In our earlier post on statistics, we saw how we can compute the quantiles for the available taxonomy. In this lesson we will use that data plus a category variable to detect significance as shown above in real time. This means that the results may change as more data is added — to me, this makes it a living research document.
First the Nerd Stuff — Moving to Libraries
For this example, I have consolidated into a library most of the key stuff from prior posts. The class diagram is below. I plan to keep expanding it with future posts.
Computating the non-parametric
This is done by selecting a LabTest (remember that technically we cannot compare uBiome numbers to XenoType numbers to Thryve numbers) and then some Category. I opted not to go down the control group to category group path because with my donated data, it is not reliable. I opted to go down the population to category group path, which while technically less sensitive — it is a reasonable approach.
We need to associate Category and Continuous Reports to Lab Results and this means just adding one new table LabResultReport as shown below, it links two timeline items together.
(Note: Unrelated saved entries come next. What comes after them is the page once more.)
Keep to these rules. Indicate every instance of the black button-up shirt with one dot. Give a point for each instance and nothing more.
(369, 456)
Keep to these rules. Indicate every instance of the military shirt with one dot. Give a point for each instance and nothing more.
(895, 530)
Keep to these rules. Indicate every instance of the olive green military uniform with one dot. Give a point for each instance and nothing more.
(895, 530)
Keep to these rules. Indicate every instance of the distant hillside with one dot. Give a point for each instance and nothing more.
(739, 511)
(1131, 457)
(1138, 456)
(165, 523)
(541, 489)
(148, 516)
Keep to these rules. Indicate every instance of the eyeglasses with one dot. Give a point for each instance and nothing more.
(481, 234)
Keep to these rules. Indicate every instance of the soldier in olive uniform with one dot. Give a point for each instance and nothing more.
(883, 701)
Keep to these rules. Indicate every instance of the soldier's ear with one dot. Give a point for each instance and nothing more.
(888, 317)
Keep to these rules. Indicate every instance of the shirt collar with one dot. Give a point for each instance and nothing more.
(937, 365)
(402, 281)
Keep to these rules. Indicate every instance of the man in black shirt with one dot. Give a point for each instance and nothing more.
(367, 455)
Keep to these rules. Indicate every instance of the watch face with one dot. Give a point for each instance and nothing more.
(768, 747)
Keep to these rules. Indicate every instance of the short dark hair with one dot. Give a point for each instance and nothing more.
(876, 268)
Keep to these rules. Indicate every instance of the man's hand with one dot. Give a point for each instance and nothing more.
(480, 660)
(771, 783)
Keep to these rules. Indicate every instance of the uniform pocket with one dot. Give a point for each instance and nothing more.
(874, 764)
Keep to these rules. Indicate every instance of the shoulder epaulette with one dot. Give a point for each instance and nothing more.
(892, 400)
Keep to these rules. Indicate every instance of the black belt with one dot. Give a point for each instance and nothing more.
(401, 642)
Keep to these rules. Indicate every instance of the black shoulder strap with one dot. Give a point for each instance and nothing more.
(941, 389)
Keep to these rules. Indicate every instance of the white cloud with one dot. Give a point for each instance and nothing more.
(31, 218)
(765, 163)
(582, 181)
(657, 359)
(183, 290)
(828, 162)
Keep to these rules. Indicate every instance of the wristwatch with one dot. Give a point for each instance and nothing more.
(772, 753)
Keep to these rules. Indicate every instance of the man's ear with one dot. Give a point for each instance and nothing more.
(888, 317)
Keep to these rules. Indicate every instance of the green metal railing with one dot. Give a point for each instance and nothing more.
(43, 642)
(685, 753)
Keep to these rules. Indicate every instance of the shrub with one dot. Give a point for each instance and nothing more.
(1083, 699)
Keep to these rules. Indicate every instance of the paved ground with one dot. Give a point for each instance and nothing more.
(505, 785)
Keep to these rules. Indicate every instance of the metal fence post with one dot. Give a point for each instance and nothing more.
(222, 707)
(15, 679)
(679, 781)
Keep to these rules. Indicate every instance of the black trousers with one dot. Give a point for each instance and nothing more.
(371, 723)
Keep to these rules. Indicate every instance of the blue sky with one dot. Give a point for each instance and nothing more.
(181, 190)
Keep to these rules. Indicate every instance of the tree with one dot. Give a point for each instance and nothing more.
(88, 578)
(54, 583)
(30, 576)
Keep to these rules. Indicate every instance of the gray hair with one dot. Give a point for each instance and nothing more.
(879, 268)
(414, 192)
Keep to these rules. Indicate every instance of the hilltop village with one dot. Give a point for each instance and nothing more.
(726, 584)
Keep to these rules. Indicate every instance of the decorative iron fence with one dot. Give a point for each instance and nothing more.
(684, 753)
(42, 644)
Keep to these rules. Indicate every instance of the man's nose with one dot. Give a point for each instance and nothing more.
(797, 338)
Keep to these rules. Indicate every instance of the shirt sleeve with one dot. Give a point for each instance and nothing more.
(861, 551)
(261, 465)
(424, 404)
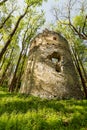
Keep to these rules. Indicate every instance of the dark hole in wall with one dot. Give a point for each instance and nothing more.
(54, 38)
(56, 58)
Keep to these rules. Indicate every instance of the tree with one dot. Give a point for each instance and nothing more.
(74, 28)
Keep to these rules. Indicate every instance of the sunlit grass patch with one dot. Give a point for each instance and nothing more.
(21, 112)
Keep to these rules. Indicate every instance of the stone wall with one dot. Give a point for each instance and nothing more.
(50, 72)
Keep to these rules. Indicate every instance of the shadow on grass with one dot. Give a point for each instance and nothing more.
(23, 103)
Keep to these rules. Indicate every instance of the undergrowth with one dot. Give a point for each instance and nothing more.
(21, 112)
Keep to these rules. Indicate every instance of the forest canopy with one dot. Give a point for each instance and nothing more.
(19, 25)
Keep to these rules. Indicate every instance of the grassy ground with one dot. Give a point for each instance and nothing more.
(19, 112)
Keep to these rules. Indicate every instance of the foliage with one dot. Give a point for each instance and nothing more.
(21, 112)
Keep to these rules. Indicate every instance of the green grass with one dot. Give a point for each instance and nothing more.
(21, 112)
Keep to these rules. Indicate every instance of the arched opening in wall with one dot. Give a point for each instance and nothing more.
(55, 58)
(54, 38)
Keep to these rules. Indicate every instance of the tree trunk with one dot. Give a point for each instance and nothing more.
(12, 34)
(80, 72)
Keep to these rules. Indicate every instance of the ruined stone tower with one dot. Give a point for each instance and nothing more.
(50, 72)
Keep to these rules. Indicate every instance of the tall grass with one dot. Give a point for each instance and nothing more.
(21, 112)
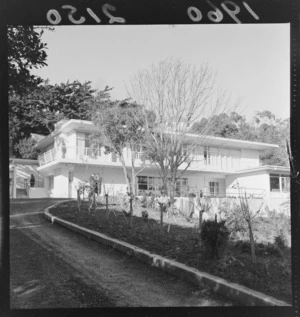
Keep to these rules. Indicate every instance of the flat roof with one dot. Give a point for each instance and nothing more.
(203, 140)
(269, 168)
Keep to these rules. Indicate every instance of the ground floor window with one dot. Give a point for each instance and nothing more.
(214, 189)
(154, 184)
(279, 183)
(51, 182)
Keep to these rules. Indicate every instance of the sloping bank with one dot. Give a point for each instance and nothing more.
(235, 292)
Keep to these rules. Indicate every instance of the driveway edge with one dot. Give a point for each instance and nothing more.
(235, 292)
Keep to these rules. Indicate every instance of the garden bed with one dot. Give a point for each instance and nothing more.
(180, 241)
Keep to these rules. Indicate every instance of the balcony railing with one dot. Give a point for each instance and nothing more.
(84, 154)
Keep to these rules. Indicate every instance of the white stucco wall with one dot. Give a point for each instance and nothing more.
(60, 189)
(249, 158)
(260, 181)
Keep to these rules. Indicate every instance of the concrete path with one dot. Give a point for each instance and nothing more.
(52, 267)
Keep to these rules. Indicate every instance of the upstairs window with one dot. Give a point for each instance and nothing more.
(214, 189)
(206, 155)
(279, 183)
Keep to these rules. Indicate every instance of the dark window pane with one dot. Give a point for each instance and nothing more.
(274, 183)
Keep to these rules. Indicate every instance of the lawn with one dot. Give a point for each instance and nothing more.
(180, 241)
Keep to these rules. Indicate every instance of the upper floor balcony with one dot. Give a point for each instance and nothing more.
(221, 162)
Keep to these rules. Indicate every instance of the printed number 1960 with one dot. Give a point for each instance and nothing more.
(216, 16)
(54, 17)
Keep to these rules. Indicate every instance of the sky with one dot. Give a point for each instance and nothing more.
(252, 61)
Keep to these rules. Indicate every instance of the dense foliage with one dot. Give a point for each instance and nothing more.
(265, 127)
(34, 104)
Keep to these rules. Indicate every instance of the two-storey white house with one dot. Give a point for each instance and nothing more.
(67, 158)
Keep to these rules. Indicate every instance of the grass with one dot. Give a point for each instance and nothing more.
(180, 241)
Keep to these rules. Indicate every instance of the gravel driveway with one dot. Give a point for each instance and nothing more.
(52, 267)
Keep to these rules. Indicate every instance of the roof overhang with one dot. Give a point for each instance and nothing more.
(68, 126)
(265, 168)
(84, 125)
(232, 143)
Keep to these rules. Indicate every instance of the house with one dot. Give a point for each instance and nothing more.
(68, 158)
(20, 171)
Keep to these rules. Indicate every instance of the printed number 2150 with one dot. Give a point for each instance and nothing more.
(54, 17)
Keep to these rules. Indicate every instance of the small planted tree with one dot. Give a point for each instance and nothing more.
(248, 214)
(178, 94)
(214, 236)
(204, 204)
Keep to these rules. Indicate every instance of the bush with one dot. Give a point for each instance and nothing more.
(261, 248)
(280, 240)
(215, 237)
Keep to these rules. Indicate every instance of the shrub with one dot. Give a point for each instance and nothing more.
(280, 240)
(215, 237)
(261, 248)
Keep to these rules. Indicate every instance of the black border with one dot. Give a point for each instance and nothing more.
(33, 12)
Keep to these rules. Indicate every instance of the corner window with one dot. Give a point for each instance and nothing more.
(214, 189)
(206, 154)
(279, 183)
(51, 182)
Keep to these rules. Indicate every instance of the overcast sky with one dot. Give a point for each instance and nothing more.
(252, 61)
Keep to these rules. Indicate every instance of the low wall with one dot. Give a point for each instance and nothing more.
(38, 192)
(186, 205)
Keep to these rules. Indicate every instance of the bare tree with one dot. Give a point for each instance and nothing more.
(178, 95)
(248, 215)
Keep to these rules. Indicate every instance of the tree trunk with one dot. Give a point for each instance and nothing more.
(200, 220)
(94, 202)
(106, 202)
(78, 200)
(130, 211)
(252, 242)
(133, 174)
(125, 173)
(161, 217)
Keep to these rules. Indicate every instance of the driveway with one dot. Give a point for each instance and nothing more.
(52, 267)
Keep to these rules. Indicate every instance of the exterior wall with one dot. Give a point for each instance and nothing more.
(20, 174)
(38, 193)
(113, 178)
(260, 181)
(249, 158)
(60, 189)
(201, 182)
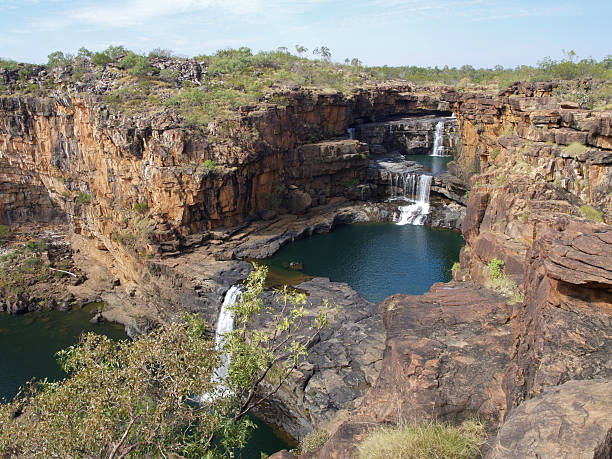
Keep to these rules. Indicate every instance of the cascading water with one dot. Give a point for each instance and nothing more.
(438, 148)
(415, 214)
(225, 324)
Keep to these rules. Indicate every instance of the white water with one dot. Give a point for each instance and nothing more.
(225, 324)
(438, 148)
(416, 214)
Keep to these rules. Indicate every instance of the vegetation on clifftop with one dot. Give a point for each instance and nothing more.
(425, 440)
(213, 87)
(163, 394)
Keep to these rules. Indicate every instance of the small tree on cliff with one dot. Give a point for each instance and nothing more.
(157, 396)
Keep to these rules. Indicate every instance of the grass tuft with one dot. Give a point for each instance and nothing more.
(592, 213)
(574, 149)
(425, 440)
(313, 441)
(501, 283)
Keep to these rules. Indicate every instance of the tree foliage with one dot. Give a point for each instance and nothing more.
(162, 394)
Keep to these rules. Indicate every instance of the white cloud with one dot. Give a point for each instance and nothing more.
(136, 12)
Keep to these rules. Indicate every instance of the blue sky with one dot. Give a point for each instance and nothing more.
(393, 32)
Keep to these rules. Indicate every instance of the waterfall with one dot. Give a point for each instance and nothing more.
(225, 324)
(438, 149)
(415, 214)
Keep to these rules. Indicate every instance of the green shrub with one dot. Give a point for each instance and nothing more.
(8, 64)
(591, 213)
(209, 164)
(313, 441)
(5, 232)
(496, 268)
(574, 149)
(501, 283)
(59, 59)
(141, 207)
(36, 245)
(83, 198)
(424, 440)
(136, 65)
(111, 54)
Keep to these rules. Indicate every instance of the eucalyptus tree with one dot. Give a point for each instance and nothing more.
(158, 395)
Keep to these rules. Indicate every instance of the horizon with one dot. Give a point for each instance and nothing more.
(465, 32)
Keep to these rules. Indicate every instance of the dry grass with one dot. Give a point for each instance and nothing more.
(313, 441)
(591, 213)
(424, 440)
(574, 149)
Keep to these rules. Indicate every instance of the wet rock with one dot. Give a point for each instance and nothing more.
(97, 318)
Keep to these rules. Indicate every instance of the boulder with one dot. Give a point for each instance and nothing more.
(573, 421)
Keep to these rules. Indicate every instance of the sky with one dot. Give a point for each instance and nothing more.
(482, 33)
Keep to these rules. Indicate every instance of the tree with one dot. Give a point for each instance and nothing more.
(157, 396)
(59, 59)
(301, 50)
(322, 51)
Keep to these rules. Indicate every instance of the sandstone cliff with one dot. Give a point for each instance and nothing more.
(175, 208)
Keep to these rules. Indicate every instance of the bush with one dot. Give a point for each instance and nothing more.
(8, 64)
(141, 207)
(163, 394)
(59, 59)
(501, 283)
(591, 213)
(574, 149)
(209, 164)
(313, 441)
(111, 54)
(136, 65)
(496, 268)
(5, 232)
(424, 440)
(83, 198)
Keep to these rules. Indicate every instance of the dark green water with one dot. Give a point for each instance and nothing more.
(29, 343)
(376, 259)
(433, 164)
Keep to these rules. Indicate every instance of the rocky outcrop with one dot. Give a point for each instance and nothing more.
(409, 136)
(572, 420)
(539, 177)
(445, 356)
(177, 209)
(341, 366)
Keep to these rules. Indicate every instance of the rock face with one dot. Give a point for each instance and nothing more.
(535, 200)
(445, 356)
(177, 209)
(572, 420)
(341, 366)
(409, 136)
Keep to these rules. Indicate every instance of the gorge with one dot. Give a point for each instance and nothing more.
(171, 216)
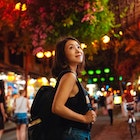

From the @LabTestId and @CategoryId we just need to select which quantile to use. Did we divide data into 3,4,5,6,7 etc. buckets. If you look at the prior post, we see that it is easy to select which one, “Q3_”, “Q4_”, etc is the @quantileRoot. We need one more value: @MinSamples – if we do not have at reasonable number, there is almost no change of getting significant. I usually require 4 data points per bin — so Q3_ -> 12, Q4_-> 16, Q5->20.
Passing these number to a stored procedure, we get a dataset back as shown below:
- StatisticsName (i.e. Q3_1,Q3_2 or Q4_1,Q4_2,Q4_3 etc)
- User Data
- Taxon Data
The process is simply counting the data in User Data in each range and then applying some simple statistics to get P Values.
In terms of the calling program, the code is very simple:
var data = DataInterfaces.GetNonParametricCategoryDataSet(1, 1, "Q4_", 20); var matrix = MicrobiomeLibrary.Statistics.NonParametric.CategoricSignficance(data); matrix.WriteXml("Matrix.xml");
I just dump the data to a file for simplicity sake. You can open this file via excel to get a nice spreadsheet.
For myself, I wrote a long running (24hrs) program that iterated thru the range of values for Categories (and combinations of categories!) with different quantiles.
When we work with Continuous variables, we need to convert the ranges into quantiles (just like we did for taxon). This could be done using the ranges we entered, or by breaking into quantiles. Personally, using quantiles would be my preference because too many numbers are not bell/normal curves but are assumed to be just that. I will leave people to do pull requests with their code suggestions.